Basically, reliance on glibc makes it so a development machine and a production machines have to either be the same glibc version or a production machine has to be newer than a development machine.
??? There is the source code
??? There is the source code
Sorry, what do you mean ?
You can compile yourself the program
I did. I compiled on a RedHat machine and ran on a Synology machine and that was the error.
In the latest version you are using functions that rely on GLIBC library. My RedHat machine has GLIBC 2.28 which becomes the required version of zpaqfranz after it is compiled, however, the Synology machine has GLIBC 2.26 and that's what causes the error.
Sorry, I do not have "real" Synology I tried to find some, without luck, on Synology forum
It doesn't have to be Synology. It just has a Linux OS under the hood.
To test it, you need 2 Linux OS, one newer, one older. 2 versions of Ubuntu will do (or any Linux OS you prefer)
In a command prompt type in /lib64/libc.so.6
and that will give you the version of GLIBC you have on each OS.
Compile zpaqfranz on a newer version and then run it on the older one and you will get that error.
As for Synology, you can run one in a container for testing purposes.
What is the latest version you can run on synology?
Of zpaqfranz ?
59.9 was running fine.
Whatever changes you made in version 60 now require GLIBC library.
I struggle to understand what the problem is. On Synology (arm) I use a statically compiled version. There is no dynamic library (except for downloading from the internet, but no one cares) If you ldd you'll see exactly the same libraries
Our Synology is Intel.
I used the Make file you provided. I can try compiling statically if you could provide the command I need to run.
I ran LD_DEBUG=bindings ./zpaqfranz
and couldn't find anything odd.
I will post if I find anything linked to GLIBC version. Debugging this may take a while.
This is the very last zpaqfranz cross-compiled (on Debian 11) for arm, statically linked running on a physical Annapurna-powered (arm) QNAP NAS
Please try the attached (just a quick workaroud) test_ancient.zip
with
g++ -O3 -DANCIENT zpaqfranz.cpp -o zpaqfranz -static -pthread -s
This is an Intel Synology DSM 7.2 running a Debian-11 (static) compiled latest executable Compiled with nothing odd
g++ -O3 -Dunix zpaqfranz.cpp -pthread -lstdc++ -lm -o zpaqfranz_linux64 -t
Please le me know if this runs on your physical Synology
DSM 7.2 has GLIBC 2.36 which will work fine. I was using it on DSM 7.1 which has GLIBC 2.26.

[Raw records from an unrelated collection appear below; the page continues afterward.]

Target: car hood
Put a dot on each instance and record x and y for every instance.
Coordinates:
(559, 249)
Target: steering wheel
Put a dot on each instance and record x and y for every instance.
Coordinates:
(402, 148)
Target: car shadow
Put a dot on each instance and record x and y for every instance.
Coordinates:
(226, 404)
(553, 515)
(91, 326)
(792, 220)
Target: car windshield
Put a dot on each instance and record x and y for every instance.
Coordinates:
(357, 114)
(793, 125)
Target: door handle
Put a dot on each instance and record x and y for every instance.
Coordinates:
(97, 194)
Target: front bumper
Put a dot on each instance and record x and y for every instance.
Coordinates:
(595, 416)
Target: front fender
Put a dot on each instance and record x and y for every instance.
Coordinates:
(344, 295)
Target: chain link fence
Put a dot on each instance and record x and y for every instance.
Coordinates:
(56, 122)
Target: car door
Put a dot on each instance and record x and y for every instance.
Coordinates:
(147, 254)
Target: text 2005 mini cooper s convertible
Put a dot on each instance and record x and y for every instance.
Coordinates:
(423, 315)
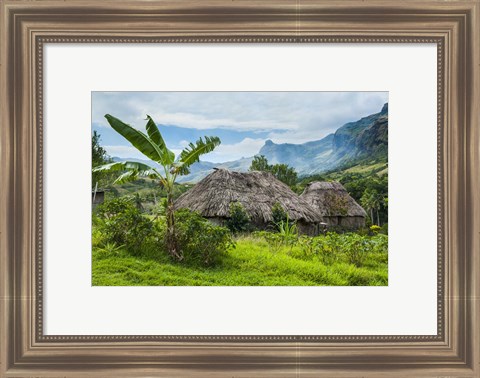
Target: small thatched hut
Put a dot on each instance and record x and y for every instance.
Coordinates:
(332, 201)
(256, 191)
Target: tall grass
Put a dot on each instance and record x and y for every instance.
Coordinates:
(251, 263)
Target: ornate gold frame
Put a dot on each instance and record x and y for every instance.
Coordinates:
(26, 26)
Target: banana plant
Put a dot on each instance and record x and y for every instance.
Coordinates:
(153, 146)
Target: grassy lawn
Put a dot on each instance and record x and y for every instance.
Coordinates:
(251, 263)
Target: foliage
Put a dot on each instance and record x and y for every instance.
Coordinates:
(279, 215)
(153, 146)
(99, 157)
(251, 263)
(282, 172)
(369, 187)
(120, 222)
(287, 235)
(288, 231)
(239, 220)
(260, 163)
(201, 242)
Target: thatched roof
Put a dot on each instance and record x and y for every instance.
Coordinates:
(332, 199)
(256, 191)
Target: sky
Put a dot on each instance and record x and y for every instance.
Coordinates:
(242, 120)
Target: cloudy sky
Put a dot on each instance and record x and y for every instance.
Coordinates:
(242, 120)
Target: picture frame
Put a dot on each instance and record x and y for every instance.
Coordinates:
(453, 26)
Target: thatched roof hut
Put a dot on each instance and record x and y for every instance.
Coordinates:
(256, 191)
(332, 201)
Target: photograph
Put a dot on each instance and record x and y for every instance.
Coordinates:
(239, 188)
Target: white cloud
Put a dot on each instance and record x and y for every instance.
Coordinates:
(240, 111)
(124, 152)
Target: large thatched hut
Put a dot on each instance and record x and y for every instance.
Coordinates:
(332, 201)
(256, 191)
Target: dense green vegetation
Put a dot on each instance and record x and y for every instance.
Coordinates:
(366, 181)
(131, 243)
(251, 263)
(283, 172)
(153, 146)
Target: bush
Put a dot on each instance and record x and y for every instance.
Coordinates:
(356, 248)
(200, 241)
(120, 222)
(239, 220)
(279, 215)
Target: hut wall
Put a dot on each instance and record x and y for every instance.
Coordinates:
(352, 222)
(310, 229)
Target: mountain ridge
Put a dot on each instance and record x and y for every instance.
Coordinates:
(366, 138)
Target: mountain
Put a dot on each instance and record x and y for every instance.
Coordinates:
(201, 169)
(352, 143)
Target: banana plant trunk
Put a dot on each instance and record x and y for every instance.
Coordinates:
(172, 245)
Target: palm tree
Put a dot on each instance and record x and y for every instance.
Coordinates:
(153, 147)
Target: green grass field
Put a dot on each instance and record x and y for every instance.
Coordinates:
(251, 263)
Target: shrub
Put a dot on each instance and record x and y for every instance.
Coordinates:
(239, 220)
(121, 222)
(356, 248)
(200, 241)
(278, 214)
(288, 231)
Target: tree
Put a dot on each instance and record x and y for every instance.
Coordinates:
(153, 146)
(99, 157)
(260, 163)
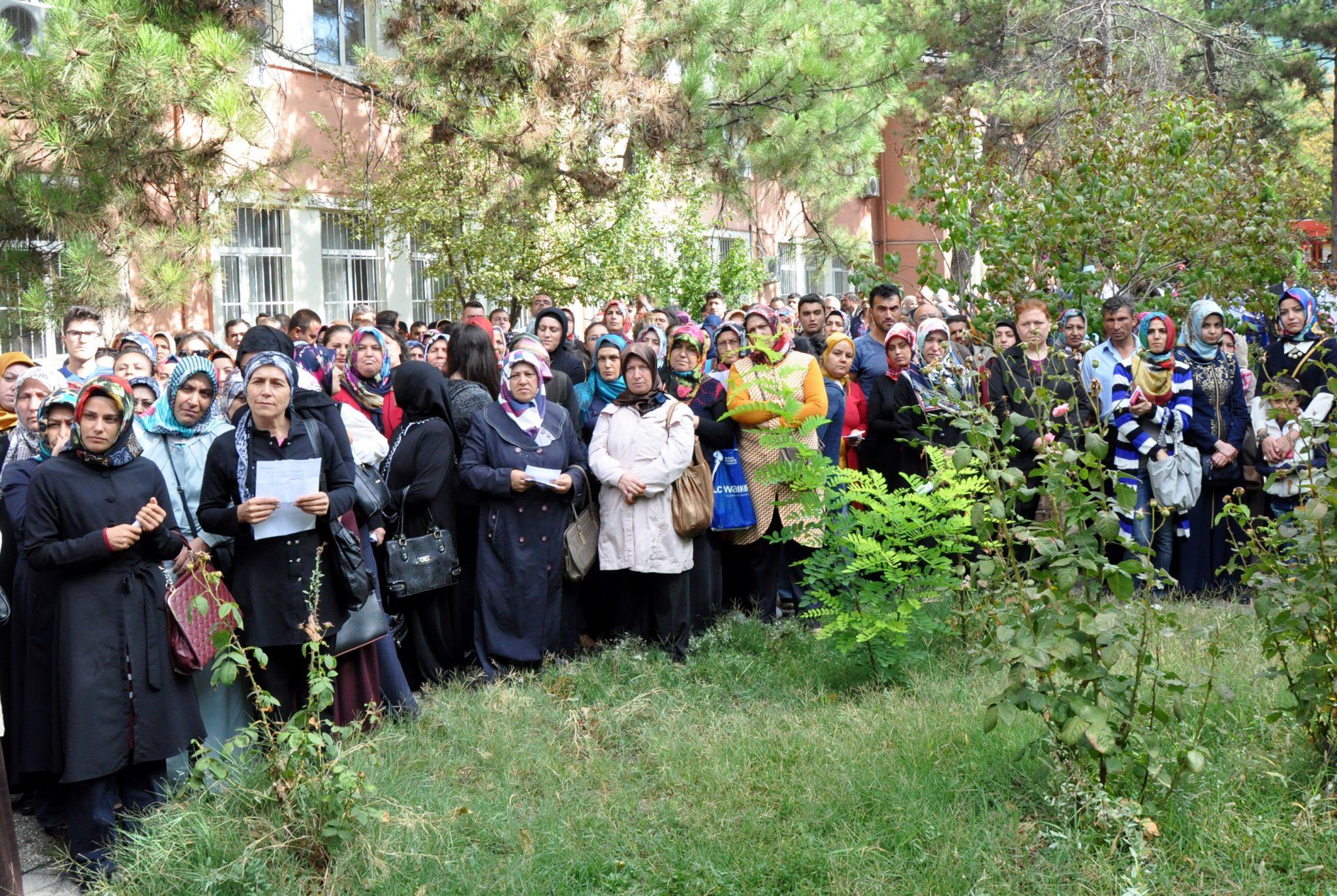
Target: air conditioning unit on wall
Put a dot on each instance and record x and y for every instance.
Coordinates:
(24, 19)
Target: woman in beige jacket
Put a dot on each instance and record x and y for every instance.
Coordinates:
(642, 443)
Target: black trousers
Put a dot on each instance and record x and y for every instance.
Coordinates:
(663, 604)
(91, 822)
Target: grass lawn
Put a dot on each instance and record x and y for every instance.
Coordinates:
(766, 764)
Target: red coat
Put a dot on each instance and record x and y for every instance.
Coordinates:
(391, 414)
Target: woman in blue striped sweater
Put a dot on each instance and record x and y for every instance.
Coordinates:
(1153, 405)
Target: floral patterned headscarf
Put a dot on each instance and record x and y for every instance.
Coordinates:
(123, 447)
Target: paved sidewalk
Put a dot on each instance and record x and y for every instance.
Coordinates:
(39, 856)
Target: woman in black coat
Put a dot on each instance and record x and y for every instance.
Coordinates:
(273, 574)
(520, 522)
(1027, 367)
(686, 380)
(99, 517)
(422, 476)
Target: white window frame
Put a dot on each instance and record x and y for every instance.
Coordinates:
(347, 48)
(247, 305)
(422, 304)
(344, 258)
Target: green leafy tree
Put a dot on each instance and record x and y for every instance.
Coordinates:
(104, 168)
(1142, 191)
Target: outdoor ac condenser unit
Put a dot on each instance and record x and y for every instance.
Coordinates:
(24, 19)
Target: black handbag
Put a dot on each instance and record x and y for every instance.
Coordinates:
(419, 564)
(366, 625)
(351, 578)
(373, 495)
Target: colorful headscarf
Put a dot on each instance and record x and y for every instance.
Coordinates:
(24, 443)
(652, 399)
(145, 343)
(899, 331)
(742, 343)
(151, 384)
(62, 397)
(370, 394)
(663, 339)
(626, 316)
(1154, 372)
(527, 416)
(125, 447)
(832, 341)
(1311, 305)
(1199, 315)
(598, 387)
(687, 383)
(162, 418)
(922, 332)
(1060, 339)
(241, 435)
(7, 418)
(781, 344)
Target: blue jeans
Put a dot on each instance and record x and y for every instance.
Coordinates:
(1152, 527)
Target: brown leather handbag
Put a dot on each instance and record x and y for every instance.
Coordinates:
(693, 493)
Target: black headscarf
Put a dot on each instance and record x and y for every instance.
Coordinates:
(420, 394)
(307, 403)
(562, 358)
(642, 403)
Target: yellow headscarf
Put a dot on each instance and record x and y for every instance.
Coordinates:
(8, 419)
(832, 341)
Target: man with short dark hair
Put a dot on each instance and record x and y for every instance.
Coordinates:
(233, 333)
(304, 327)
(361, 316)
(82, 335)
(1120, 316)
(812, 316)
(870, 348)
(539, 303)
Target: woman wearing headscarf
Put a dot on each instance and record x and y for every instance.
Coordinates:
(34, 757)
(1152, 400)
(177, 435)
(887, 451)
(552, 330)
(367, 386)
(420, 472)
(1217, 429)
(558, 388)
(605, 382)
(1304, 354)
(847, 409)
(708, 399)
(618, 318)
(273, 576)
(518, 617)
(772, 368)
(1037, 372)
(1005, 337)
(642, 444)
(99, 518)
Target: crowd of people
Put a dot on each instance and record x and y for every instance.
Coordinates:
(145, 452)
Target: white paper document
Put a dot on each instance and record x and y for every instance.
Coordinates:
(287, 480)
(542, 475)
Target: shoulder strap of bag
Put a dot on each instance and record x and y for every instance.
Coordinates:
(181, 493)
(1295, 373)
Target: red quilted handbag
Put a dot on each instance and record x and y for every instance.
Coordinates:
(191, 632)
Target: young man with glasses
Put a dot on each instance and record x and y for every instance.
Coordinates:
(84, 339)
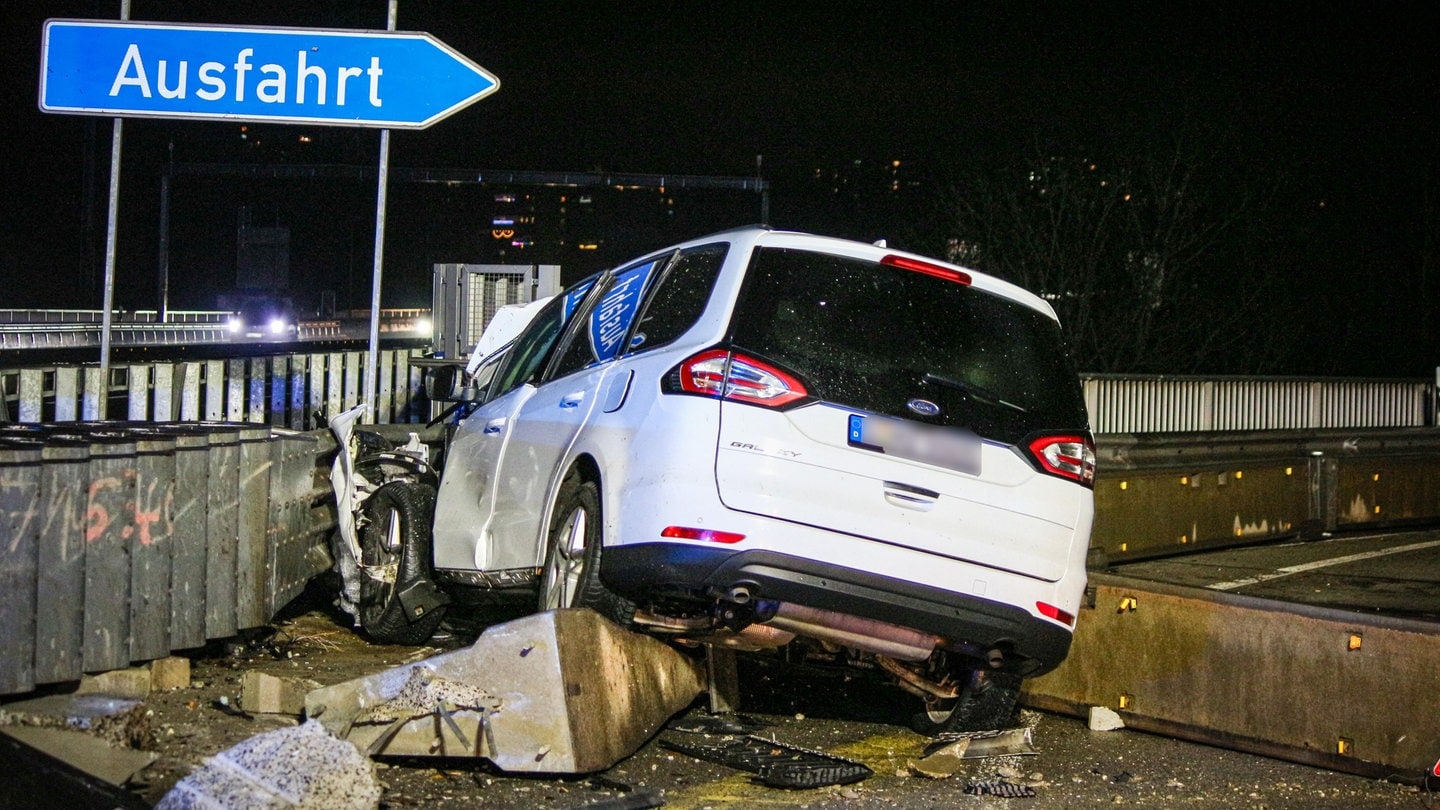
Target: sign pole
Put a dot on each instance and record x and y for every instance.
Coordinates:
(98, 408)
(382, 189)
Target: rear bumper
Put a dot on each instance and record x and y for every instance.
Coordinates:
(962, 620)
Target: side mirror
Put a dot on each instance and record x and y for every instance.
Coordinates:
(450, 384)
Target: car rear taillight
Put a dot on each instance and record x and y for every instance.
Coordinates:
(1069, 456)
(1063, 617)
(929, 268)
(707, 535)
(739, 378)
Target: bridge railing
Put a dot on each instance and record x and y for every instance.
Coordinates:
(1142, 404)
(290, 389)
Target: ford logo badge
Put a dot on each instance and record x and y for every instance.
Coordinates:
(923, 407)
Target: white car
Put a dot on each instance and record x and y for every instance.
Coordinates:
(765, 440)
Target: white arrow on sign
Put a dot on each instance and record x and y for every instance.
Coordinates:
(356, 78)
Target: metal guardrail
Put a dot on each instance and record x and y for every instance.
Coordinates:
(281, 389)
(79, 329)
(1159, 495)
(1138, 404)
(1329, 688)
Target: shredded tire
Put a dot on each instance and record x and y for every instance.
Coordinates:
(401, 510)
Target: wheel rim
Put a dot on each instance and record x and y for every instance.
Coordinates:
(568, 561)
(383, 562)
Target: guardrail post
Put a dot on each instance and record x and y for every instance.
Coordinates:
(97, 394)
(291, 544)
(166, 402)
(66, 392)
(149, 536)
(222, 500)
(20, 513)
(251, 522)
(110, 486)
(334, 384)
(1324, 492)
(59, 593)
(32, 395)
(297, 392)
(187, 535)
(190, 392)
(138, 389)
(385, 402)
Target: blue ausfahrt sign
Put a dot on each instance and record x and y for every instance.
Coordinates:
(356, 78)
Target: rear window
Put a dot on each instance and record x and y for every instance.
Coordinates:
(874, 337)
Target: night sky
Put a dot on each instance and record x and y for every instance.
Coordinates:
(1339, 97)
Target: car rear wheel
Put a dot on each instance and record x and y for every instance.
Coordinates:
(572, 570)
(985, 704)
(395, 546)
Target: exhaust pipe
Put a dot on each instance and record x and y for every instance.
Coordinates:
(867, 634)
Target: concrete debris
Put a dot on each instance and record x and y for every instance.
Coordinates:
(121, 683)
(1103, 718)
(169, 673)
(84, 753)
(120, 721)
(270, 695)
(303, 767)
(553, 692)
(943, 763)
(1000, 742)
(946, 757)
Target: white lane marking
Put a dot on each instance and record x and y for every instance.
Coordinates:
(1302, 568)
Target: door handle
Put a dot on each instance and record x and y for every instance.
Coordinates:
(909, 496)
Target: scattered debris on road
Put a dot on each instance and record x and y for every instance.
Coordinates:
(558, 692)
(301, 767)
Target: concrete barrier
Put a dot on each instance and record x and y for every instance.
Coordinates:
(1337, 689)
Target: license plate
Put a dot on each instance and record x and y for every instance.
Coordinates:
(955, 448)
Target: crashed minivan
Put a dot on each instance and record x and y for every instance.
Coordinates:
(771, 441)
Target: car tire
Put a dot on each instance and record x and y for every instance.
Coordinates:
(985, 704)
(395, 536)
(572, 570)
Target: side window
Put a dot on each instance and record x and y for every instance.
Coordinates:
(680, 297)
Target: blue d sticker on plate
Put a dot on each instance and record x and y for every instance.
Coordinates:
(954, 448)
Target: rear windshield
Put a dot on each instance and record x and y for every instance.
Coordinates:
(874, 337)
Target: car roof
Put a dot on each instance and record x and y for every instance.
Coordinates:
(752, 237)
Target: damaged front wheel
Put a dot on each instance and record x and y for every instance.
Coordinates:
(398, 601)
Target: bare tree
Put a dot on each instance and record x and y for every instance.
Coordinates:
(1157, 263)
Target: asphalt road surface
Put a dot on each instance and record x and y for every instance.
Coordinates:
(840, 715)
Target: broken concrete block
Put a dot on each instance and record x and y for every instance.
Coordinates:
(121, 683)
(270, 695)
(293, 767)
(555, 692)
(169, 673)
(1103, 718)
(84, 751)
(942, 763)
(121, 721)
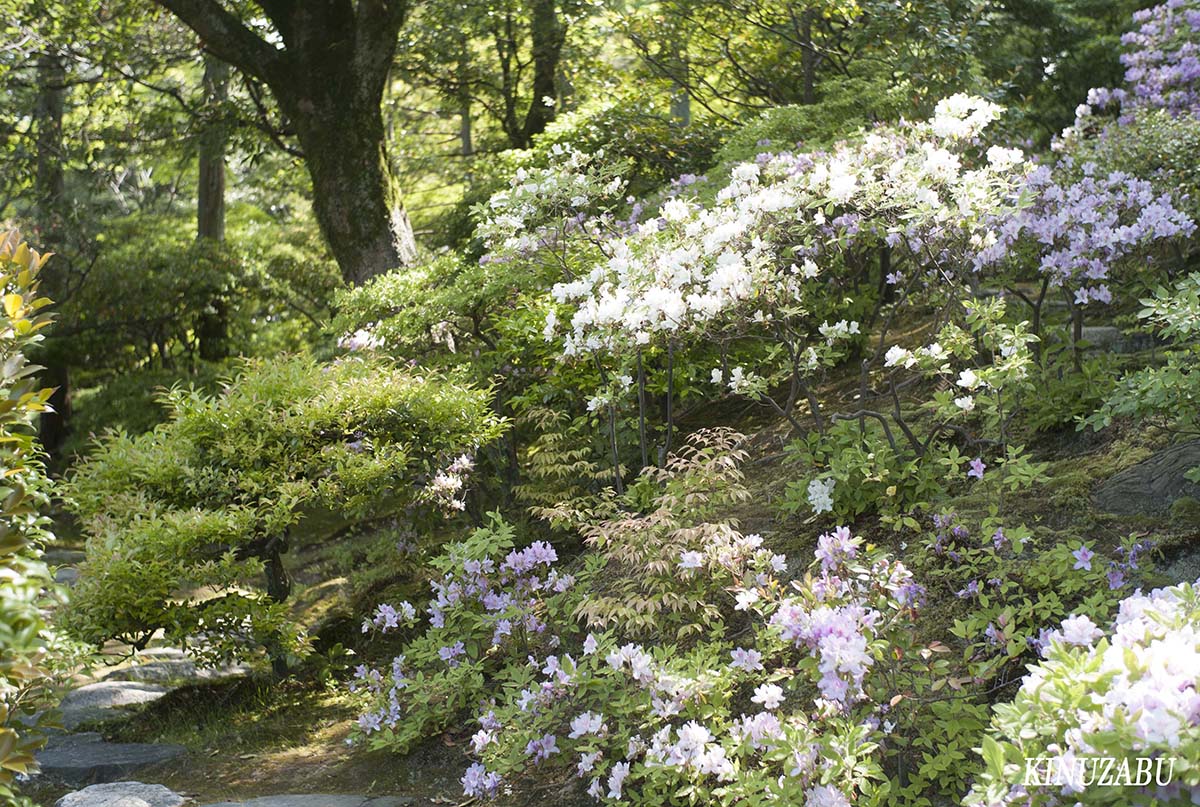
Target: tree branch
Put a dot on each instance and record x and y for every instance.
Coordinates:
(227, 37)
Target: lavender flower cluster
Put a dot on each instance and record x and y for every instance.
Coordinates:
(1081, 229)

After running objdump -T zpaqfranz | grep GLIBC
I found what function is causing the issue:
statx()
Version 59.9 doesn't have that function.
Edit:
From further tests that I ran it looks like that statx()
is not present in GLIBC lower than 2.28. This means version 60 won't run on older systems.
This command will give you all GLIBC versions required for an elf executable:
nm --dynamic --undefined-only --with-symbol-versions zpaqfranz | grep GLIBC_2
I will try to explain what happened here.
Basically GLIBC is part of the OS and each distribution version comes with a version of GLIBC which doesn't change.
See here: https://gist.github.com/richardlau/6a01d7829cc33ddab35269dacc127680
For example my RedHat 8 has GLIBC 2.28 and Synology DSM 7.1 has GLIBC 2.26
In order for you to get that error, you would have to compile on Debian 11, but run the file on Debian 9.
So GLIBC is not reverse compatible, meaning you cannot run an app that was compiled with GLIBC 2.28 on any distro where GLIBC < 2.28. Otherwise you get an error as I posed above. One note though, this rule only applies if an app uses GLIBC functions of newer version, otherwise, it would make no difference as with version 59.9 of zpaqfranz which mostly uses GLIBC 2.2.5 and 2.3.
So this issue will come up with any user who has a production system where GLIBC version is lower than the development system. I understand that a lot of users will run zpaqfranz on the same machine where it was compiled, but it is not the case for companies with IT departments or even Devs with a lot of different code.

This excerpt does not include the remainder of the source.